Quote: Originally posted by Plunkett  
What you describe Jessica_B is not only neglectful but it may be outright illegal. I go to a large university so your community college may not be subject to the same regulations as my school, but I bet they are. At my school, we have to follow strict guidelines for hazardous waste disposal based on the EPA's Resource Conservation and Recovery Act (RCRA). All hazardous waste has to be stored in appropriately labeled containers that must stay closed unless waste is actively being added to them. If we are inspected and a waste container is not closed, we get fined. If the waste is considered hazardous and the container is not labeled "hazardous waste", just “waste” is not enough, we get fined. If the container is filled above a certain level, we get fined. You cannot pour anything other than water down the drain. You cannot dispose of volatile organics by letting them evaporate in the fume hood. You can only keep certain compounds like diethyl ether for so long before you have to dispose of them. The list goes on and on.

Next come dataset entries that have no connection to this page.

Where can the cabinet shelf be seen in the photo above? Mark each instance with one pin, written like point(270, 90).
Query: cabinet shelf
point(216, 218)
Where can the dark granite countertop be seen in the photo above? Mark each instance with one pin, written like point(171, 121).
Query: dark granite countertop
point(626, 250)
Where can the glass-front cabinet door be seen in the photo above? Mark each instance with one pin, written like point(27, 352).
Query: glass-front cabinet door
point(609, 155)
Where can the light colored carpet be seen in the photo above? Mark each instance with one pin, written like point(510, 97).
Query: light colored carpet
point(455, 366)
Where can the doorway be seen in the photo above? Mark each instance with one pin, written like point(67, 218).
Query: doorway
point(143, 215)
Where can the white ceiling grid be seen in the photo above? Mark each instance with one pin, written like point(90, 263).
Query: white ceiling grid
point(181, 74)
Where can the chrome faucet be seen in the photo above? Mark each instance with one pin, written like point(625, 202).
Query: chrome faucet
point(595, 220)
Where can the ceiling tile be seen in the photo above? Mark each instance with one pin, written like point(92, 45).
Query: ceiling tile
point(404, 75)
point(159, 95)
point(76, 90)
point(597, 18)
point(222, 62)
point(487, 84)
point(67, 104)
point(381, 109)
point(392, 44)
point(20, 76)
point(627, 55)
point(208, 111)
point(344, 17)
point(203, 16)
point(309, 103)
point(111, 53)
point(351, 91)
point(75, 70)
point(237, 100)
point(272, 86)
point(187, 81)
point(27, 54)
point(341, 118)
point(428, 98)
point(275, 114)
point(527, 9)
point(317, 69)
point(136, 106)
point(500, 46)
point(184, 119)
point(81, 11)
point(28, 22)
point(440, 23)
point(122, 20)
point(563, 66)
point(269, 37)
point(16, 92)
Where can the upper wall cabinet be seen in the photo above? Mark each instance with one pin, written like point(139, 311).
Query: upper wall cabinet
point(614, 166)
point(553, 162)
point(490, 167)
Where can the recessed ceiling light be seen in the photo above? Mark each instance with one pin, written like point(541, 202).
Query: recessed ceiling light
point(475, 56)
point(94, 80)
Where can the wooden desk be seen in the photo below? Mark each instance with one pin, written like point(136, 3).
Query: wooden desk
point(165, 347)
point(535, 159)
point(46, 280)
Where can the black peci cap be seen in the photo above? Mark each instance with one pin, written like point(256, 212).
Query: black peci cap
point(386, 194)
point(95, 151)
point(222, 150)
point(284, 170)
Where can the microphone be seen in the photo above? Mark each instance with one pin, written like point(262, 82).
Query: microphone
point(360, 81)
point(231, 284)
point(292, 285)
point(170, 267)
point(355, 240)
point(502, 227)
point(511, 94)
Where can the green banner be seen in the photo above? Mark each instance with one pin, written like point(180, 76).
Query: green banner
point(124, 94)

These are not just good practices, they are the law. I suggest you read up on the RCRA laws and regulations and present your findings to your lab technician. If she dismisses you, go to her superiors. Your school can get into serious trouble if they are found to not be handling hazardous waste properly.

[Edited on 29-9-2017 by Plunkett]

From her description, none of the waste is actually hazardous, and thus probably wouldn't be considered "hazardous waste".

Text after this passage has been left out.